The OIG’s final compliance program guidance lists seven compliance program components, in the order they should be undertaken. These are: auditing and monitoring; practice standards and procedures; appointment of a compliance officer; training and education; responding to detected offenses; open lines of communication; and enforcing disciplinary standards.
However, the final draft makes it clear that a formal program is not mandatory and acknowledges that some physician practices may never be able to implement all the components.
"Small medical groups nationwide are pleased to see that the final compliance guidance is now more realistic and more do-able, especially for groups that lack the extensive resources needed to set up formal compliance programs," says William Jessee, MD, president and chief executive officer of the Medical Group Management Association in Englewood, CO.
However, Raffa warns that even if your practice doesn’t set up a formal compliance program, you should be taking steps to make sure that your physicians are coding correctly to avoid civil and criminal penalties down the road.

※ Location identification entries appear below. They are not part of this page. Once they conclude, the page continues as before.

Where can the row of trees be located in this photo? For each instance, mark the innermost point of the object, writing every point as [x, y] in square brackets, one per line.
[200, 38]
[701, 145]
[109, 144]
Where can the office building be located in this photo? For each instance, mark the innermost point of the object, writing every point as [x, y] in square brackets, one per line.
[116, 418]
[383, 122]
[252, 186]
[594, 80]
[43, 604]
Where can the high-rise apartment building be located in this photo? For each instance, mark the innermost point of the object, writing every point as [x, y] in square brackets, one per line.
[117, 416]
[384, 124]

"Generally, physicians have got to become more familiar with the different coding levels. The OIG is paying increasing attention to that, and doctors no longer can rely on others because the OIG will hold them responsible for the mistakes, no matter who made them," Raffa says.
And, you should make sure that everything you bill for is carefully documented in an easy-to-read and legible format.
"No matter what the legal issues is, whether it’s upcoding or eligibility, it is crucial that physicians take the time to write information into the patient record to support their codes," adds Darren Binder, a health law attorney in the Washington, DC, office of Arent Fox Kitner Plotkin & Khan, PLLC.
Physicians tend to attract the attention of the OIG when they use the same codes over and over regardless of the circumstances of the patient, Raffa adds. "Physicians shouldn’t get complacent and rely on habits. They should make sure the code is supported by the specific dynamics of each encounter," she says.
Make sure medical necessity warrants the level of service being coded. Payers always apply the filter of medical necessity, Binder adds.
Often, an audit is generated when the carrier that has the contract for Medicare in a particular area examines the statistics from all the providers in that area. If a provider is billing too many patients at one level, especially if it’s a higher level, the computer kicks out that doctor’s name and looks at his or her billing practices more closely, says Mary Ann Swann, MBA, FACMPE, CPC, director of compliance programs for Baylor College of Medicine in Houston.
Medicare carriers are required by the Health Care Financing Administration to conduct sampling and audits of physician practices. They typically conduct random and analytical sampling. For instance, they may examine evaluation and management codes in a region and conduct a more intensive audit of doctors who have a higher proportion of 4 and 5 codes than their peers in that specialty.
Variances from the norm are a key source of triggers for an investigation, says Swann. "At a national level, they compare state data and see what codes are being paid, then ask the state to look at outliers," she says.
If yours is a specialty practice that sees the sickest of the sick patients, you want to make sure your documentation can explain it. However, Swann advises, keep in mind that even with expert interventions, not every service needs to be billed out at the highest level.
"When a patient is admitted to a hospital, initially services may be high but the level of service is expected to decline as the patients get better," Swann says.